Citizenship as Foundation of Rights

Citizenship as Foundation of Rights PDF Author: Richard Sobel
Publisher: Cambridge University Press
ISBN: 1316849090
Category : Law
Languages : en
Pages : 245

Book Description
Citizenship as Foundation of Rights explores the nature and meaning of American citizenship and the rights flowing from citizenship in the context of current debates around politics, including immigration. The book explains the sources of citizenship rights in the Constitution and focuses on three key citizenship rights - the right to vote, the right to employment, and the right to travel in the US. It explains why those rights are fundamental and how national identification systems and ID requirements to vote, work and travel undermine the fundamental citizen rights. Richard Sobel analyzes how protecting citizens' rights preserves them for future generations of citizens and aspiring citizens here. No other book offers such a clarification of fundamental citizen rights and explains how ID schemes contradict and undermine the constitutional rights of American citizenship.

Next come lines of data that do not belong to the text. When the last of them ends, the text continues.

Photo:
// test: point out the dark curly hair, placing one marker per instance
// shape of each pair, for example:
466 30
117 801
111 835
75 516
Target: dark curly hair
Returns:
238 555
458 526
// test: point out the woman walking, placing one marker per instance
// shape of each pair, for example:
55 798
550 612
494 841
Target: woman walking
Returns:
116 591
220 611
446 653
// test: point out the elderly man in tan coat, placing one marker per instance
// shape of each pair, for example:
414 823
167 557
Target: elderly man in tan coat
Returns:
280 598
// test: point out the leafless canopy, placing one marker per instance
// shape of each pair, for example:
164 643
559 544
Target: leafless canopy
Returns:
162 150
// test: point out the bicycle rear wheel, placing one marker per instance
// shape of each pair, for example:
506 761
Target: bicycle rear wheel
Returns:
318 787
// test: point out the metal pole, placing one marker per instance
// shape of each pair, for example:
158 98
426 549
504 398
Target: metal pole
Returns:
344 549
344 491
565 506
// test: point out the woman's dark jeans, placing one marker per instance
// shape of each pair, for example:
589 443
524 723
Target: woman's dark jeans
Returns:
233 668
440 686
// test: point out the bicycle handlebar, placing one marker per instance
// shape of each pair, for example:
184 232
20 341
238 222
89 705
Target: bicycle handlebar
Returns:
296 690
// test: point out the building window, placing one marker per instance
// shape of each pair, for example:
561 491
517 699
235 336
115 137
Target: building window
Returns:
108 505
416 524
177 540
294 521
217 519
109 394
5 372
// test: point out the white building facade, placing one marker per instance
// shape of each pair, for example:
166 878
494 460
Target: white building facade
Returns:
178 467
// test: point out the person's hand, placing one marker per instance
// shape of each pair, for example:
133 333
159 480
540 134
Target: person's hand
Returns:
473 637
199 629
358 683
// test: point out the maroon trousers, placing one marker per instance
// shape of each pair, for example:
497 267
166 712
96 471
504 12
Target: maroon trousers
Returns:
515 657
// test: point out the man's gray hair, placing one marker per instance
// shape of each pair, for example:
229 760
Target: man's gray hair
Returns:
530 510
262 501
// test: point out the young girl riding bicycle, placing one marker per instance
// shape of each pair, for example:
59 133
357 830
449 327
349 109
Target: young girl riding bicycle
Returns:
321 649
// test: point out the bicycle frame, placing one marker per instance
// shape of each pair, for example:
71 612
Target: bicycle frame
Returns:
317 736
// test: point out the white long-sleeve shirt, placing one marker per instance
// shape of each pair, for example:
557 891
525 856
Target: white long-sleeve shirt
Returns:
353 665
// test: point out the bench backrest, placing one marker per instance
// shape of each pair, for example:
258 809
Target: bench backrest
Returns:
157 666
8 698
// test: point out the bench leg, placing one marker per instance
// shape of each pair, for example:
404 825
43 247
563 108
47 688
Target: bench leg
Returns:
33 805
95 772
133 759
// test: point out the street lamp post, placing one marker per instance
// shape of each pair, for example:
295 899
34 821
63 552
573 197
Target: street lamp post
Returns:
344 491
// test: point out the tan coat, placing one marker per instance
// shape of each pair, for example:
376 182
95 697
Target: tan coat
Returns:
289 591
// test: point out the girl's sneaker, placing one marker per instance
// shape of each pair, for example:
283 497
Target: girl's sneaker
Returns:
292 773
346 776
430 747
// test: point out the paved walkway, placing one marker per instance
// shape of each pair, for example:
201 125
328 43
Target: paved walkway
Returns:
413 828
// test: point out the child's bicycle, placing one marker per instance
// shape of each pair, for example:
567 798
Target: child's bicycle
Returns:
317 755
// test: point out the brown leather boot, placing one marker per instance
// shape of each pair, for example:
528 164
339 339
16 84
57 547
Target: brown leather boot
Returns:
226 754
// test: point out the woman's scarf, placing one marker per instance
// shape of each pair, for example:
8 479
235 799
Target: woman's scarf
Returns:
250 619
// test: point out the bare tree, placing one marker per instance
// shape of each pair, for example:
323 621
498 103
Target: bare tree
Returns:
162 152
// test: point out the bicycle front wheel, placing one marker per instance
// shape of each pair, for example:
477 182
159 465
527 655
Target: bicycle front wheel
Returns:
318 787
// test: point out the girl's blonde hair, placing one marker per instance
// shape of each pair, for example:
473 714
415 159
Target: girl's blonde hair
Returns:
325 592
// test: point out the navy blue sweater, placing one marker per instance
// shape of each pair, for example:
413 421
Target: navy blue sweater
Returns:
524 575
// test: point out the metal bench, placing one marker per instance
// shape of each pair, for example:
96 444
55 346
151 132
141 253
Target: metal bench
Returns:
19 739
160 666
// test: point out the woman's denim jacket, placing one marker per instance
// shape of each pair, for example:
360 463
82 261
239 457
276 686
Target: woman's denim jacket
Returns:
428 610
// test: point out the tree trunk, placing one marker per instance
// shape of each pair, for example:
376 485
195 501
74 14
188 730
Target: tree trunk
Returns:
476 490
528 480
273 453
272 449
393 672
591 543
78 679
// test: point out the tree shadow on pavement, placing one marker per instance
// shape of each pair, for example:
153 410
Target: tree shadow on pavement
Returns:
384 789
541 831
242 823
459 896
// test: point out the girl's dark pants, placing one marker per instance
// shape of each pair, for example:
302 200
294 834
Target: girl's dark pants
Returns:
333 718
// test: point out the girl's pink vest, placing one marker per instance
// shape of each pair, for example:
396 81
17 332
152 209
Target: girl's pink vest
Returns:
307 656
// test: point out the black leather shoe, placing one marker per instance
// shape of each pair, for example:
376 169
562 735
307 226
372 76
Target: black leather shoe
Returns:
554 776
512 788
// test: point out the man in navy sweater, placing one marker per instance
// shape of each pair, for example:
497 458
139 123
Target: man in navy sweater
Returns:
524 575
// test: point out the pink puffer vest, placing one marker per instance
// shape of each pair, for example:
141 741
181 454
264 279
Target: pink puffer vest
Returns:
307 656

The Rights of Non-citizens

The Rights of Non-citizens PDF Author: United Nations. Office of the High Commissioner for Human Rights
Publisher: United Nations Publications
ISBN:
Category : Law
Languages : en
Pages : 58

Book Description
International human rights law is founded on the premise that all persons, by virtue of their essential humanity, should enjoy all human rights. Exceptional distinctions, for example between citizens and non-citizens, can be made only if they serve a legitimate State objective and are proportional to the achievement of the objective. Non-citizens can include: migrants, refugees and asylum seekers, victims of trafficking, foreign students, temporary visitors and stateless people. This publication looks at the diverse sources of international law and emerging international standards protecting the rights of non-citizens, including international conventions and reports by UN and treaty bodies

Citizens without Borders

Citizens without Borders PDF Author: Brigitte Le Normand
Publisher: University of Toronto Press
ISBN: 148752515X
Category : Foreign workers
Languages : en
Pages : 301

Book Description
This book examines Yugoslavia's efforts to build and maintain a relationship with its migrant workers in Western Europe through cultural and educational programs.